Despite an obsession with everything fast, it is not the need for speed that is Ms Håkansson ‘s main drive, as strange as it may sound. She has a mission in her life: to show that eco-friendly electric vehicles don’t have to be slow, and that engineering is a great career choice for women. She also loves building stuff that has never been built before.
Eva received a PhD in Mechanical Engineer from the University of Denver, Colorado, USA, and is working as a consultant in the field of engineering, racing, and high performance electric vehicles. Building and racing the KillaJoule electric motorcycle at the legendary Bonneville Salt Flats in Utah, USA is just a very expensive hobby.
Every August, Ms Håkansson takes over the Bonneville Salt Flats where for five days she tests the improvements to the electric motorbike.
The “real purpose of the KillaJoule is what I call eco-activism in disguise. We want to change general public opinion about electric vehicles and particularly changing the image that they’re slow… by building something that is so fast that nobody can ignore it.”
And this is where 3D printing enters, making things a lot faster in a new world of manufacturing.
Ms Håkansson used a LulzBot TAZ 3D printer, and has manufactured an increasing amount of components for KillaJoule.
“It’s opened a whole new dimension of manufacturing,” Ms Håkansson says. “You can do things you can’t even dream of making otherwise.”
Using PLA filament, in keeping with her environment-friendly vision since its biodegradable, she has designed key elements such as spoilers and leading edges for her bike. Other elements in her project use different materials, such as the speedometer housing which uses INOVA-1800, premium material.
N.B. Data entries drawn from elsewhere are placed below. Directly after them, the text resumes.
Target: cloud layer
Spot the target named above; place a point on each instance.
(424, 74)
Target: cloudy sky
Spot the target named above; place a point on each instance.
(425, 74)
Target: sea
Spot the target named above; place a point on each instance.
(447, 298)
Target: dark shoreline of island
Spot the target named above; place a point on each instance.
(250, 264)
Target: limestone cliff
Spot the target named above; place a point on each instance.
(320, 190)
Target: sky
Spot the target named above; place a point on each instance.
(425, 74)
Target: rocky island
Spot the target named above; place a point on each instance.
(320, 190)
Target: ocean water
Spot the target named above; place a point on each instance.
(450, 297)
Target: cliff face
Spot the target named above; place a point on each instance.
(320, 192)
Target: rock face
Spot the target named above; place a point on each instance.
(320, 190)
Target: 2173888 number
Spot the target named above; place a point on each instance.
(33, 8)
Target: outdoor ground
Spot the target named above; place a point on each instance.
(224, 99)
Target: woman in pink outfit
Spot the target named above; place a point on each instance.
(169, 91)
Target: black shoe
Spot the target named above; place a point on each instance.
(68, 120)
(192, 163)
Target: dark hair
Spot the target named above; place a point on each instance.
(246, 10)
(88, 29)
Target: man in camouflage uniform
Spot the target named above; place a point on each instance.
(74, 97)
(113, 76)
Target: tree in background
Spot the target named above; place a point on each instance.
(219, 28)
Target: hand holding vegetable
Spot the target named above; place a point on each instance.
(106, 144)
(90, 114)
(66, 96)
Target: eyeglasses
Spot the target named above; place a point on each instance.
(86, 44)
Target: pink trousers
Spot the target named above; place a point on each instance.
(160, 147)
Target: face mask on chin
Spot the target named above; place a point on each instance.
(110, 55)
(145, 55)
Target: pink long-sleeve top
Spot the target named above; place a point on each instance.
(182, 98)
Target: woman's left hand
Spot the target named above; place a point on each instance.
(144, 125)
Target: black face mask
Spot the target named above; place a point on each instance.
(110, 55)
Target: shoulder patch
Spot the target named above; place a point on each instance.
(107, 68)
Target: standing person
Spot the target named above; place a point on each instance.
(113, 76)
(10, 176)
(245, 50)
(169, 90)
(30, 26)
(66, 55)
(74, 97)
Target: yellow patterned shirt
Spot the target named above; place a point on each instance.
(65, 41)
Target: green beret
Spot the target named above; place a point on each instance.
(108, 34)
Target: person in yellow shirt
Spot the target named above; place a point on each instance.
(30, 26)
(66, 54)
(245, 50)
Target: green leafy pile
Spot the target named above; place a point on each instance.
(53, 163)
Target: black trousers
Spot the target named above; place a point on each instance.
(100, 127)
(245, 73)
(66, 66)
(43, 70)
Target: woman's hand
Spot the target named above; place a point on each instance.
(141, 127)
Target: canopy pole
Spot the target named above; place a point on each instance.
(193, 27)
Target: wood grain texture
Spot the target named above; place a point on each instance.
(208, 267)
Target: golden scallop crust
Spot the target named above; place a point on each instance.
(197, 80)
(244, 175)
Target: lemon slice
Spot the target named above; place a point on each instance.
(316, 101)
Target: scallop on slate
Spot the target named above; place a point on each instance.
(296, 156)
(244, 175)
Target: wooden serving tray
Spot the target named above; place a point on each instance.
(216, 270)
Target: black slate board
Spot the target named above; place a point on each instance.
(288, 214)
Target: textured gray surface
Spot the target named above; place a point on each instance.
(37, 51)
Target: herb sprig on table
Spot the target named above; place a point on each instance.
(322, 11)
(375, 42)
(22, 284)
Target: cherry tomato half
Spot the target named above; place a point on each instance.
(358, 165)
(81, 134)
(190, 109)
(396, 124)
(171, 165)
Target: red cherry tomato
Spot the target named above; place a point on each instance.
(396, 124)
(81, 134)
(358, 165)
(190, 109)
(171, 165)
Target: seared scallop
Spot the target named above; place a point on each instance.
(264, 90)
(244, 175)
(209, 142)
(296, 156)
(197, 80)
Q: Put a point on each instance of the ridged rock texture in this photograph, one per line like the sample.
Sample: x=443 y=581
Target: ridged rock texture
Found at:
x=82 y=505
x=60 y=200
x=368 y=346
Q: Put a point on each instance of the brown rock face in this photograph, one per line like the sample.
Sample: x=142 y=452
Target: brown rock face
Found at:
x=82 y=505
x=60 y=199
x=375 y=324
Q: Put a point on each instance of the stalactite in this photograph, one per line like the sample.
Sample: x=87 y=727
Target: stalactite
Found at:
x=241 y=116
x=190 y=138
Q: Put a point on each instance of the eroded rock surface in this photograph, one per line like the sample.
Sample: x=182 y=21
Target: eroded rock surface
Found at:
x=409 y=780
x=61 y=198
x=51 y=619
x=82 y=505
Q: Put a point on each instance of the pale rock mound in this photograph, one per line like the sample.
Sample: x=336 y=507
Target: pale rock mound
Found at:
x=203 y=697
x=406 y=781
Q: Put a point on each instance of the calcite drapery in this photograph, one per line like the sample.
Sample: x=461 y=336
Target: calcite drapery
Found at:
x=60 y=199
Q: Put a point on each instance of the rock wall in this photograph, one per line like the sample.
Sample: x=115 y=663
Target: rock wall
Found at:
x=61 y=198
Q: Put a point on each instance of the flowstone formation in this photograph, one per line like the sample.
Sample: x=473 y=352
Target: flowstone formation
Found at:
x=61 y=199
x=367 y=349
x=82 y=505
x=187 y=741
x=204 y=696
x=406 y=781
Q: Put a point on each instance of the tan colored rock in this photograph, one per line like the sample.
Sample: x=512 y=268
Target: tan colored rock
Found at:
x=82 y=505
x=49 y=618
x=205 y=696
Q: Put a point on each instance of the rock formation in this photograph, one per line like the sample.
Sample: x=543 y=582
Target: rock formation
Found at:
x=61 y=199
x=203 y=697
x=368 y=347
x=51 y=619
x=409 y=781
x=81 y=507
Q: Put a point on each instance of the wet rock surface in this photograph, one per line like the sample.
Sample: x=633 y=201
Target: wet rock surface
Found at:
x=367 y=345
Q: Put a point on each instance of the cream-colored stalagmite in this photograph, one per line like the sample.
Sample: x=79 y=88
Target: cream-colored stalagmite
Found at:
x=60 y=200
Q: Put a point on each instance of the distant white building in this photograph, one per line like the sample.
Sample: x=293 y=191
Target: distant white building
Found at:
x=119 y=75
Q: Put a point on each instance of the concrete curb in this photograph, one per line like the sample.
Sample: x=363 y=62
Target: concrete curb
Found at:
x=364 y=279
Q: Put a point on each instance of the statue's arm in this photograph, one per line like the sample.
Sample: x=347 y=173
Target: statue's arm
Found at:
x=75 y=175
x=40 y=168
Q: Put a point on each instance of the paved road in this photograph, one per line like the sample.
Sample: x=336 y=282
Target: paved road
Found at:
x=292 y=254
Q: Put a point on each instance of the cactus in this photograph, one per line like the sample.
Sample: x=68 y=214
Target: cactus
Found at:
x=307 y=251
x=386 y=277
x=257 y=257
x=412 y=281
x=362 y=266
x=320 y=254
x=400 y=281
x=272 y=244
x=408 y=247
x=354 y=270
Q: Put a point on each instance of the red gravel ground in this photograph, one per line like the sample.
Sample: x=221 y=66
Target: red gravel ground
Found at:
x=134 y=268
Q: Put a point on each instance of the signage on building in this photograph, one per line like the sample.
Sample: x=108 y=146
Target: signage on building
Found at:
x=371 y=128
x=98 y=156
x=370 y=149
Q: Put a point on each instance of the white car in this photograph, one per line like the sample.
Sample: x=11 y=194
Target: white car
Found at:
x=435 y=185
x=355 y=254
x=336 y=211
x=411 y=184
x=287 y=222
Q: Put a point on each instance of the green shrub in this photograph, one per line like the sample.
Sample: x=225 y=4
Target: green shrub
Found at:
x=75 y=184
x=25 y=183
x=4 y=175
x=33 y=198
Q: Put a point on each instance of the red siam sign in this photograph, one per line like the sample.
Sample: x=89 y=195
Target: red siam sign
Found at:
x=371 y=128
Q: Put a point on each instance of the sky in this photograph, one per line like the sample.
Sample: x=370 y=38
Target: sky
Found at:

“If you compare to what it costs to have parts made or the time you would spend machining something similar or building it with using other methods, 3D printed parts are super cheap,” reflected Ms Håkansson. “You can have maybe a 24-hour print, but you don’t have to watch it for 24 hours. You just load it and then you go and do something else, so we consider the machine time almost free.”
Projects such as KillaJoule prove that 3D printing is allowing more complex according to 3Dprintingindustry.com and ‘ambitious projects to be built in a faster and more financially accessible fashion. 3D printing technology shows a promising future for the motorcycle and automotive industries, and perhaps more interestingly, it allows for the inclusion of amateurs, without the backing of a vast team of mechanics, into new fields’.
Ms Håkansson just loves building and racing things that have never been built before, and that’s the way it has always been. You could say that it’s in the genes. Growing up in her native Sweden, her dad built and raced motorcycles in evenings and weekends, her mum was his mechanic, and a young Eva went to the racetrack in the baby carrier.
“My father Sven was an engineer and champion motorcycle rider who laid the foundation for my love of science and motorcycles,” she says. “I basically grew up in his machine shop, and he has always encouraged me to get my hands dirty. He insisted that I worked on my own car and motorcycle, and we converted a motorcycle into electric in 2007. That was the starting point for my love of electric vehicles.”
Being able to build a vehicle that reaches such speed with a small team and limited equipment is the type of feat that attracts the right type of attention. As 3D printing continues to evolve, the doubt is rapidly disappearing into the rear view mirror.